Par une requête et un mémoire complémentaire, enregistrés les 2 février et 25 juin 2024, M. B A, représenté par Me Sarhane, demande au tribunal, dans le dernier état de ses écritures :

1°) d'annuler l'arrêté du 19 décembre 2023 par lequel la préfète du Val-de-Marne a prononcé son transfert aux autorités autrichiennes, responsables de l'examen de sa demande d'asile ;

2°) d'enjoindre à la préfète du Val-de-Marne de lui remettre une attestation de demande d'asile en procédure normale dans un délai de quinze jours, sous astreinte de deux cents euros par jour de retard ;

3°) de l'admettre au bénéfice de l'aide juridictionnelle ;

4°) de mettre à la charge de l'État une somme de 1 500 euros en application des articles L. 761-1 du code de justice administrative et 37 de la loi du 10 juillet 1991.

M. A soutient, dans le dernier état de ses écritures, que la décision portant transfert :

- est insuffisamment motivée, traduisant un défaut d'examen sérieux et complet de sa situation ;

- est entachée d'un vice de procédure résultant de la méconnaissance des articles 4 du règlement n°604/2013 et 29 du règlement n° 603/2013 ;

- est entachée d'un vice de procédure résultant de la méconnaissance de l'article 5 du règlement n°604/2013 ;

- est entachée d'une erreur de fait, d'une erreur de droit et d'un défaut de base légale entachant la procédure de détermination de l'État responsable de l'examen de la demande d'asile ;

- est entachée d'une erreur manifeste d'appréciation tirée de la non-application de l'article 3, paragraphe 2 du règlement n° 604/2013 ;

- est entachée d'une erreur manifeste d'appréciation tirée de la non-application de l'article 17 du règlement n° 604/2013.

La requête a été communiquée à la préfète du Val-de-Marne, représentée par le cabinet Actis Avocats, qui n'a pas présenté de mémoire en défense mais qui a communiqué des pièces enregistrées le 24 juin 2024.

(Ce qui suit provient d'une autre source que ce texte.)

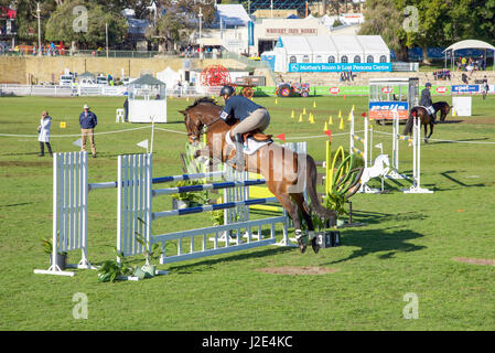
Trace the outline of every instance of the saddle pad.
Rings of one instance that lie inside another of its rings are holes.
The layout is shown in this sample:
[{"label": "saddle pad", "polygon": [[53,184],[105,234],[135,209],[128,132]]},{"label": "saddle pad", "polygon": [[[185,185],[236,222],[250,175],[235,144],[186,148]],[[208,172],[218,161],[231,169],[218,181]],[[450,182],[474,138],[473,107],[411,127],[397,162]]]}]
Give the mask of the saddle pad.
[{"label": "saddle pad", "polygon": [[[227,142],[227,145],[229,145],[229,146],[232,146],[234,148],[236,147],[236,145],[233,142],[233,140],[230,138],[230,133],[226,133],[225,135],[225,141]],[[272,140],[267,140],[267,141],[259,142],[259,141],[256,141],[252,138],[248,138],[247,139],[247,147],[245,145],[245,148],[244,148],[244,153],[248,154],[248,156],[251,156],[257,150],[259,150],[261,147],[263,147],[266,145],[269,145],[271,142],[273,142],[273,141]]]}]

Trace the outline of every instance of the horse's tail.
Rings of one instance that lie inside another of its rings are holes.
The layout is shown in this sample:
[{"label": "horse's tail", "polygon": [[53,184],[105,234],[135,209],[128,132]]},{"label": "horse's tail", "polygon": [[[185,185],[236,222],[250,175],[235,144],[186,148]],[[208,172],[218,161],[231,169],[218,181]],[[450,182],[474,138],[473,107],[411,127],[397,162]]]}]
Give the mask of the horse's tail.
[{"label": "horse's tail", "polygon": [[335,224],[336,213],[335,211],[324,207],[316,193],[316,164],[311,156],[306,154],[306,192],[311,200],[311,208],[316,212],[320,217],[331,221],[331,224]]},{"label": "horse's tail", "polygon": [[418,110],[416,108],[412,108],[411,113],[409,114],[409,117],[407,119],[407,122],[406,122],[406,126],[403,128],[402,135],[412,133],[412,126],[415,125],[413,117],[416,117],[417,115],[418,115]]}]

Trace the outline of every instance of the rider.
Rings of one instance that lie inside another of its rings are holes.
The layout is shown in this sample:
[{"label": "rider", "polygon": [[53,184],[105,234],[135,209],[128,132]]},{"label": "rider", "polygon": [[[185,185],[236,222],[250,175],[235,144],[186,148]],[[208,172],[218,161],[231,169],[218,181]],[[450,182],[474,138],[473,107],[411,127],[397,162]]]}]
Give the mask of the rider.
[{"label": "rider", "polygon": [[424,85],[424,89],[421,90],[421,100],[419,101],[419,105],[427,108],[428,114],[431,116],[431,121],[433,124],[437,124],[437,121],[434,121],[434,119],[437,118],[437,114],[433,108],[433,101],[431,101],[430,88],[431,84],[427,82],[427,84]]},{"label": "rider", "polygon": [[261,132],[270,124],[270,115],[265,107],[257,105],[252,100],[234,95],[236,90],[230,86],[224,86],[220,90],[220,97],[225,100],[225,107],[220,111],[220,118],[228,119],[228,116],[240,120],[240,122],[232,129],[233,141],[236,145],[236,156],[228,160],[227,163],[237,164],[239,170],[244,169],[244,146],[243,135],[256,129]]}]

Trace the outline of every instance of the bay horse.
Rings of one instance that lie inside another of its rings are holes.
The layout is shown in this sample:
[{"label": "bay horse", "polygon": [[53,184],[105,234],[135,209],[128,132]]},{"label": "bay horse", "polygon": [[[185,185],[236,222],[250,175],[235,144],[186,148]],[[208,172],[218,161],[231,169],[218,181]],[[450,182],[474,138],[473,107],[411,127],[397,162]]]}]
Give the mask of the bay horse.
[{"label": "bay horse", "polygon": [[[437,101],[433,103],[434,115],[440,111],[440,121],[445,121],[445,117],[449,114],[452,107],[449,106],[446,101]],[[412,135],[412,126],[415,124],[413,117],[418,117],[421,121],[421,125],[424,126],[424,143],[428,143],[428,139],[433,133],[433,119],[430,114],[424,109],[424,107],[413,107],[409,113],[409,118],[406,122],[406,127],[403,128],[402,135]],[[428,126],[430,126],[430,135],[427,137]]]},{"label": "bay horse", "polygon": [[[203,156],[211,160],[218,159],[225,162],[234,156],[235,150],[226,142],[225,138],[239,121],[220,119],[219,113],[222,108],[214,99],[203,97],[196,99],[185,110],[180,110],[184,115],[190,145],[197,146],[201,141],[201,135],[206,133],[207,143],[195,152],[195,158]],[[313,158],[309,154],[298,154],[277,143],[268,143],[254,154],[245,154],[244,170],[259,173],[265,178],[268,190],[279,200],[292,218],[299,248],[301,253],[304,253],[306,245],[303,242],[305,235],[301,231],[301,218],[299,215],[299,212],[301,212],[309,228],[312,248],[314,253],[318,253],[320,246],[316,243],[311,211],[314,211],[320,217],[330,221],[331,225],[335,224],[336,213],[322,206],[319,201],[316,194],[316,165]],[[311,200],[311,206],[304,201],[304,186]]]}]

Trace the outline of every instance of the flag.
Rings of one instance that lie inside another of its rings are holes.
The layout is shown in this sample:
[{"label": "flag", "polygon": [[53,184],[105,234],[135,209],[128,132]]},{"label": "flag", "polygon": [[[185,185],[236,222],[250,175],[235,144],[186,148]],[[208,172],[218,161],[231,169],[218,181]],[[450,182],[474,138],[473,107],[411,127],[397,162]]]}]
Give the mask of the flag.
[{"label": "flag", "polygon": [[279,140],[282,140],[283,143],[286,143],[286,132],[280,133],[280,135],[277,135],[277,138],[278,138]]},{"label": "flag", "polygon": [[148,149],[148,139],[146,139],[144,141],[141,141],[139,143],[137,143],[139,147],[146,148]]}]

Vu les autres pièces du dossier.

Vu :

- le règlement (CE) n° 1560/2003 portant modalités d'application du règlement (CE) n° 343/2003 du Conseil établissant les critères et mécanismes de détermination de l'État membre responsable de l'examen d'une demande d'asile présentée dans l'un des États membres par un ressortissant d'un pays tiers, notamment modifié par le règlement d'exécution (UE) n° 118/2014 de la Commission du 30 janvier 2014 ;

- le règlement (UE) n° 604/2013 du Parlement européen et du Conseil du 26 juin 2013 établissant les critères et mécanismes de détermination de l'État membre responsable de l'examen d'une demande de protection internationale introduite dans l'un des États membres par un ressortissant de pays tiers ou un apatride ;

- la loi n° 91-647 du 10 juillet 1991 relative à l'aide juridique ;

- le code de l'entrée et du séjour des étrangers et du droit d'asile ;

- le code de justice administrative.

La présidente du Tribunal a désigné M. Girard-Ratrenaharimanga, premier conseiller, pour statuer sur les requêtes relevant de la procédure prévue aux articles R. 776-13-1 et suivants, R. 776-15, R. 777-1 et suivants, R. 777-2 et suivants et R. 777-3 et suivants du code de justice administrative.

Les parties ont été régulièrement averties du jour de l'audience.

Ont été entendus au cours de l'audience publique :

- le rapport de M. Girard-Ratrenaharimanga ;

- et Me Kerkeni, représentant la préfète du Val-de-Marne, absente, qui conclut au rejet de la requête, aucun des moyens soulevés n'étant fondé.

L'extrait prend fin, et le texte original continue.